2.57g of alpha-pyrrolidone methyl acetate, 5.1g of ammonia water and 50ml of methanol are added into a high-pressure reaction tank, the temperature is raised to 110 ℃, the high temperature and the high pressure are carried out for 10 hours, the filtration is carried out after the reaction is completed, and the crude product of piracetam is obtained after the filter cake is dried. 20ml of isopropanol is used as a solvent, activated carbon is added, heating, dissolving, refluxing and decoloring are carried out, the activated carbon is filtered, stirring is carried out, temperature crystallization is carried out, separated crystals are dried, and a piracetam final product 2.02g is obtained, wherein the yield is 71.2%. The purity was 99.12% as a result of liquid phase analysis of piracetam (after purification) as shown in fig. 1.
Example 2
Synthetic route
1) Adding 3.4 Kg of alpha-pyrrolidone into a reaction kettle, stirring 30L of alpha-pyrrolidone in toluene to dissolve, adding 2.38Kg of sodium methoxide in batches, and performing reflux reaction for 4 hours to obtain alpha-pyrrolidone sodium; and (3) detecting by TLC to complete the reaction, dropwise adding methyl chloroacetate/toluene mixed solution (4.78 Kg/10L), detecting by TLC to complete the reaction, carrying out solid-liquid separation after reacting for 6h, and distilling the filtrate to obtain a light yellow oily substance, namely 4.73Kg of alpha-pyrrolidone methyl acetate, wherein the yield is 75.4%.

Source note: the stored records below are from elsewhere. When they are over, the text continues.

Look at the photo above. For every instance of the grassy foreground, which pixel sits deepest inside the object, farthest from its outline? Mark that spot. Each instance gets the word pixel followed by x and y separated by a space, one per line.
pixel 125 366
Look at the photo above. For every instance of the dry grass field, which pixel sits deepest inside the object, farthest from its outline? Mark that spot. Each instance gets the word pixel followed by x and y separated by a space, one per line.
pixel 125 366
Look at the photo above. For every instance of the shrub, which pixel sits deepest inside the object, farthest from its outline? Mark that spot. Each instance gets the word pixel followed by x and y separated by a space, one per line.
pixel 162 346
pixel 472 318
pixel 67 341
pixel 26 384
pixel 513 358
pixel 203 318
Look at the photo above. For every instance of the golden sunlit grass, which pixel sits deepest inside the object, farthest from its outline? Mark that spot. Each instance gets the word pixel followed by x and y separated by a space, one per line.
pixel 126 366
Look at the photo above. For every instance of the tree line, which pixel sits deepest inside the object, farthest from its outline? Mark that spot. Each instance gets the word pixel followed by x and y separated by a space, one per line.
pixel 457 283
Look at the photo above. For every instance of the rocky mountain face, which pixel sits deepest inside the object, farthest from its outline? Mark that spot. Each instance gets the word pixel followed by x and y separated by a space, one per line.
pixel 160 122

2) Adding 1.57 Kg of alpha-pyrrolidone methyl acetate, 2.8Kg of ammonia water and 30L of methanol into a high-pressure reaction kettle, heating to 110 ℃, reacting at high temperature and high pressure for 10 hours, filtering after complete reaction, and drying a filter cake to obtain a crude product of piracetam. 10L of isopropanol is used as a solvent, activated carbon is added, the mixture is heated, dissolved, refluxed and decolored, the activated carbon is filtered, the mixture is stirred and cooled to crystallize, and the separated crystals are dried to obtain 0.95Kg of piracetam final product with the yield of 66.8 percent. The purity was 99.12% as a result of liquid phase analysis of piracetam (after purification) as shown in fig. 2.
Example 3
Synthetic route
1) Adding 3.1Kg of alpha-pyrrolidone into a reaction kettle, stirring 30L of alpha-pyrrolidone in toluene to dissolve, adding 2.46Kg of sodium methoxide in batches, and performing reflux reaction for 6 hours to obtain alpha-pyrrolidone sodium; and (3) detecting by TLC to complete the reaction, dropwise adding methyl chloroacetate/toluene mixed solution (5.12 Kg/10L), detecting by TLC to complete the reaction, carrying out solid-liquid separation after 5h of reaction, and distilling the filtrate to obtain 4.76Kg of light yellow oily alpha-pyrrolidone methyl acetate with the yield of 76.1%.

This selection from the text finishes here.